Como mostrou o Estadão, o pedido de impeachment foi protocolado após a nomeação do filho de uma procuradora do Tribunal de Contas do Estado (TCE-PE) e de um juiz ao cargo de procurador do município. Com a repercussão do caso, Campos voltou atrás.
O pedido de impeachment tinha como base a nomeação de Lucas Vieira da Silva para uma vaga reservada a pessoas com deficiência (PCD). Lucas havia ficado na 63.ª colocação no concurso realizado em 2022 e homologado em 2023. Três anos depois, apresentou um laudo médico com diagnóstico de Transtorno do Espectro Autista (TEA) e solicitou a reclassificação para a lista PCD, o que acabou garantindo a ele a nomeação, publicada no Diário Oficial do Município em 23 de dezembro de 2025.

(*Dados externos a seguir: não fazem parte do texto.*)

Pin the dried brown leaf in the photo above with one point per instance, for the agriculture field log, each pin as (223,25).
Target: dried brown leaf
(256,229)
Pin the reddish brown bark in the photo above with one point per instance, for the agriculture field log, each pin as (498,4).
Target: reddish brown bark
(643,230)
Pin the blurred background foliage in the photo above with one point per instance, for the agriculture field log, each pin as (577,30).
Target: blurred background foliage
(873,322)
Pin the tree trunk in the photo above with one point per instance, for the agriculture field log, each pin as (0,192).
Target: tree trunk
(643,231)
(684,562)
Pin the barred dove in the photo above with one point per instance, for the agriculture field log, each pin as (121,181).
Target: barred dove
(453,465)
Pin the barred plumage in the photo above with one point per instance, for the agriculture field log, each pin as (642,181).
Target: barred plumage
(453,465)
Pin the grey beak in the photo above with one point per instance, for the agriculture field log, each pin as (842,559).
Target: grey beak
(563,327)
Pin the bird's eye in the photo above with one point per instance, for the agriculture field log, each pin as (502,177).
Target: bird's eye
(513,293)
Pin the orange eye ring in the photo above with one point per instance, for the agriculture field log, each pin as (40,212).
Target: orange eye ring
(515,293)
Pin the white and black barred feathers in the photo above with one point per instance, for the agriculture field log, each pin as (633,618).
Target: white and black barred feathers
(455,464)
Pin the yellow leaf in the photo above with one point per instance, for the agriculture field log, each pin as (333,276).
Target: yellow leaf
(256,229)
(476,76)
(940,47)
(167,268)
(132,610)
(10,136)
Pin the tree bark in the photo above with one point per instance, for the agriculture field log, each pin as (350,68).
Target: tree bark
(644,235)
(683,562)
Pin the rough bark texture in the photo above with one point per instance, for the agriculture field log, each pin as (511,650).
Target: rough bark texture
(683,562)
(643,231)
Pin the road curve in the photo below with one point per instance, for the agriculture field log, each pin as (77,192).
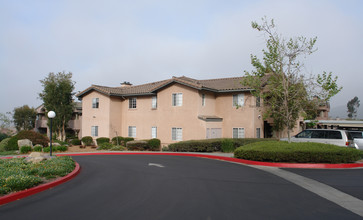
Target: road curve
(172,187)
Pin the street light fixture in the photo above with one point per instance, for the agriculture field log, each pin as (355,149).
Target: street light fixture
(51,115)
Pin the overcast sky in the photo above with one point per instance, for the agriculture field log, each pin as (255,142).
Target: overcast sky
(106,42)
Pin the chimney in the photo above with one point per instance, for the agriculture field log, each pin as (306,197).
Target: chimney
(125,84)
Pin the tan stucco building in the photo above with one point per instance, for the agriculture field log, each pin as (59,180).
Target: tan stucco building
(172,110)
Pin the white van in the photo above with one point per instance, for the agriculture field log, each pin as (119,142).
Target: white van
(326,136)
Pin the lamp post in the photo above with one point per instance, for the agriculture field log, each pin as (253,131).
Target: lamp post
(51,115)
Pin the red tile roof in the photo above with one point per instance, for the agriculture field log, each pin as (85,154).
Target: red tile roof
(215,85)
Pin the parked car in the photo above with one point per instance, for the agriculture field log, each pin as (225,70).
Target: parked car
(327,136)
(357,139)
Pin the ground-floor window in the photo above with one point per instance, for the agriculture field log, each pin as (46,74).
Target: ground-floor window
(214,133)
(132,131)
(238,133)
(177,134)
(154,132)
(94,131)
(258,132)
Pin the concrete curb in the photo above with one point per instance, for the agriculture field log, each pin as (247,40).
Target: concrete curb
(28,192)
(231,159)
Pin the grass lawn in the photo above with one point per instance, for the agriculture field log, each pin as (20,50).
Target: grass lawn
(17,174)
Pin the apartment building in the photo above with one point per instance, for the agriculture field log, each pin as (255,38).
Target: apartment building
(173,110)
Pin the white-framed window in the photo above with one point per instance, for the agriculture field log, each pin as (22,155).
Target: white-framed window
(94,131)
(132,131)
(177,134)
(154,102)
(95,102)
(154,132)
(238,100)
(132,102)
(258,132)
(177,99)
(238,133)
(258,101)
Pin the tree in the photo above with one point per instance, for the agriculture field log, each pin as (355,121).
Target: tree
(278,80)
(57,95)
(24,118)
(5,121)
(353,106)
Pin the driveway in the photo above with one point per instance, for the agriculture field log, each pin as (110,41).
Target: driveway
(172,187)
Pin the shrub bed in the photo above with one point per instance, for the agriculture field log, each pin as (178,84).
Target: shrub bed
(76,142)
(17,174)
(104,146)
(87,140)
(281,151)
(213,145)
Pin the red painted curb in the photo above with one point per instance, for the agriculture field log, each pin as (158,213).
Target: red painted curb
(235,160)
(39,188)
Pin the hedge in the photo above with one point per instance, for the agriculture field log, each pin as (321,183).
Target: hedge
(213,145)
(34,137)
(281,151)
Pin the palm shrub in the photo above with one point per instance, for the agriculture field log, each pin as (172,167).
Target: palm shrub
(34,137)
(12,144)
(3,144)
(38,149)
(25,149)
(87,140)
(118,140)
(154,144)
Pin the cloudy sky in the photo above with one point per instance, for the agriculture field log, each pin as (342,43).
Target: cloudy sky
(106,42)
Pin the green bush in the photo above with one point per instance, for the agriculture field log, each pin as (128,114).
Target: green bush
(102,140)
(76,142)
(227,145)
(281,151)
(38,149)
(137,145)
(104,146)
(12,144)
(118,148)
(87,140)
(25,149)
(61,148)
(47,149)
(118,140)
(34,137)
(154,144)
(3,144)
(212,145)
(3,136)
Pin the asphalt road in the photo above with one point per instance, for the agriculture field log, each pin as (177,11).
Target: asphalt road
(172,187)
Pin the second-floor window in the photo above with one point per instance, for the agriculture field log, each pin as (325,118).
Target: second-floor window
(238,100)
(177,99)
(95,103)
(154,102)
(132,131)
(177,134)
(132,102)
(154,132)
(238,133)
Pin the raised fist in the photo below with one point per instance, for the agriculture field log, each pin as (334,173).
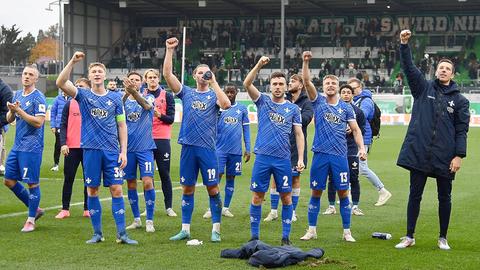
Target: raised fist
(77,57)
(171,43)
(307,56)
(263,61)
(405,36)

Lucas participou na chamada ampla concorrência e ficou distante das três vagas oferecidas para o grupo. A vaga para PCD no concurso ficou para Marko Venício dos Santos Batista, candidato único e classificado, que há mais de dois anos aguardava a nomeação.

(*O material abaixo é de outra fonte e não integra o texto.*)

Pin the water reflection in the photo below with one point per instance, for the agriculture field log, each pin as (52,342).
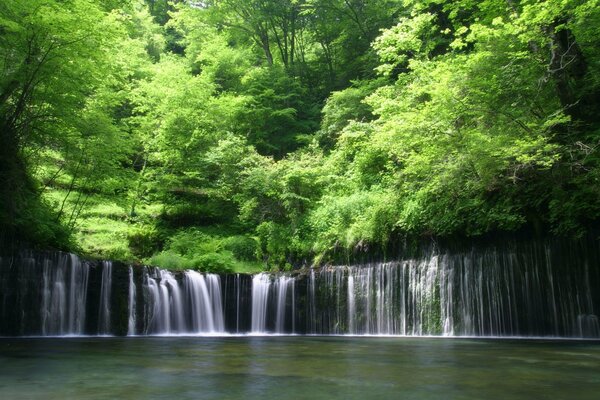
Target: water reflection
(297,368)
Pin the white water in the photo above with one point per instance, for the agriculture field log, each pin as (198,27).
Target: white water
(64,293)
(104,321)
(131,322)
(190,306)
(260,294)
(536,291)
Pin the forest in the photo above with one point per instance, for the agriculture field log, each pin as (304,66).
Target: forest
(249,135)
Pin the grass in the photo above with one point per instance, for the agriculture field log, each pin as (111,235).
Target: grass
(104,229)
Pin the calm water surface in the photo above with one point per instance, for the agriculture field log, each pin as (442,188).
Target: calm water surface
(298,368)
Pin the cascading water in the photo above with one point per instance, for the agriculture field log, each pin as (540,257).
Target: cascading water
(282,284)
(517,289)
(104,322)
(260,295)
(64,295)
(191,305)
(132,303)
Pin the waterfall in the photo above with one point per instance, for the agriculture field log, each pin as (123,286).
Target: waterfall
(64,294)
(530,288)
(281,289)
(260,294)
(104,322)
(191,305)
(131,321)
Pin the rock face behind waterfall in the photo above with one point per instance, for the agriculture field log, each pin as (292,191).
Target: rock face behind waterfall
(510,288)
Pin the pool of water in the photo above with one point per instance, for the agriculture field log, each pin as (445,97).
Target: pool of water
(298,367)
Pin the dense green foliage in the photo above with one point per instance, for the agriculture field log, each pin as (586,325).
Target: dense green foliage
(248,134)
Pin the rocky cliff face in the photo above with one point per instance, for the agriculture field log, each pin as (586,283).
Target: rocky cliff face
(508,288)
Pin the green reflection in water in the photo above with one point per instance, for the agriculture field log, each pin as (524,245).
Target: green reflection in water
(298,368)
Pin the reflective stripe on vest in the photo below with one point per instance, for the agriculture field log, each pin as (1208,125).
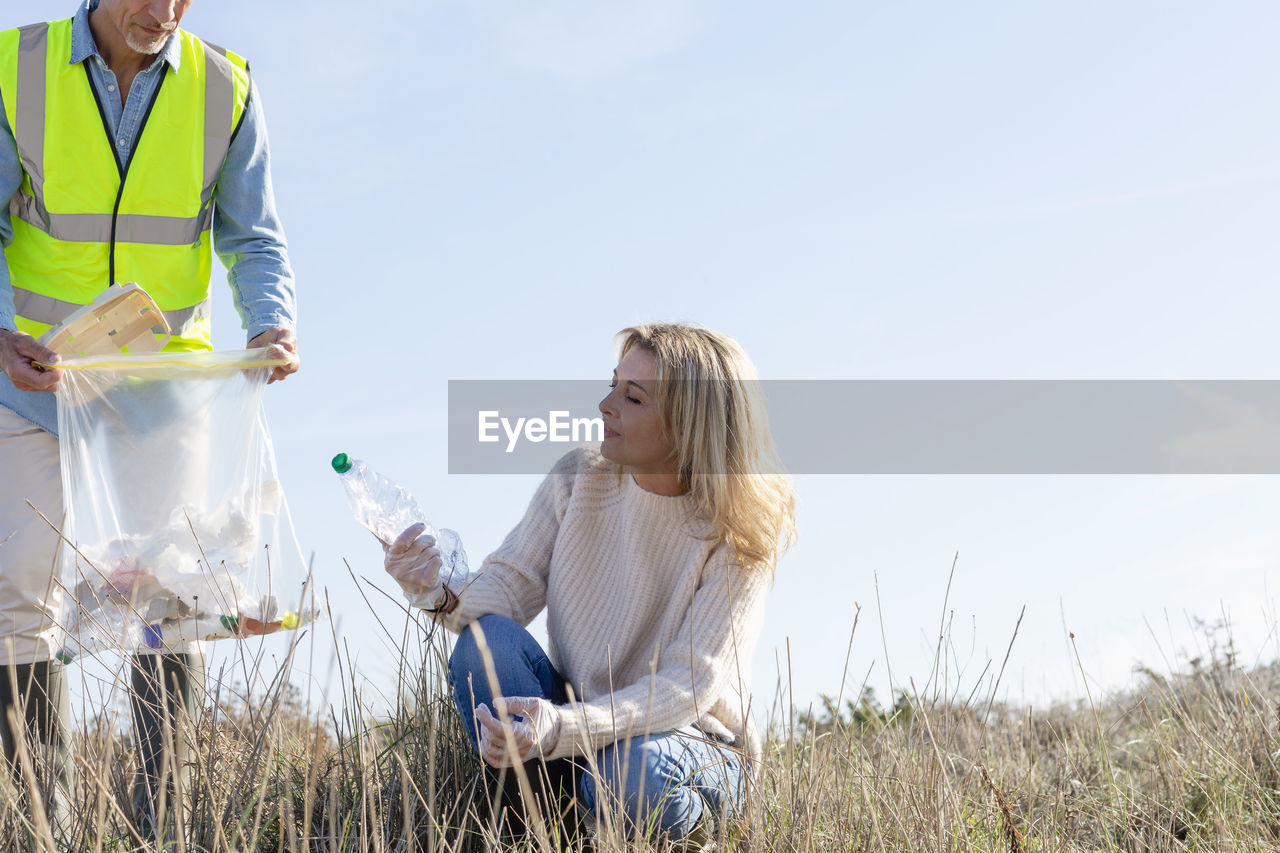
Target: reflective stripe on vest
(82,219)
(50,311)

O cargo de procurador jurídico tem remuneração líquida superior a R$ 30 mil.
Conforme o vereador Eduardo Moura, o pedido de reclassificação de Lucas foi inicialmente analisado por três procuradoras concursadas do município, que negaram a solicitação em decisões técnicas sucessivas. O entendimento foi revertido apenas quando o processo chegou ao procurador-geral do município, Pedro Pontes, cargo comissionado e indicado pelo prefeito. A decisão foi tomada em 20 de dezembro e, três dias depois, João Campos assinou a nomeação.
A repercussão do caso levou a prefeitura do Recife a recuar. Em 31 de dezembro, a gestão municipal anulou a nomeação em edição extra do Diário Oficial, restabelecendo o resultado original do concurso, após reação de entidades da carreira jurídica e pressão pública.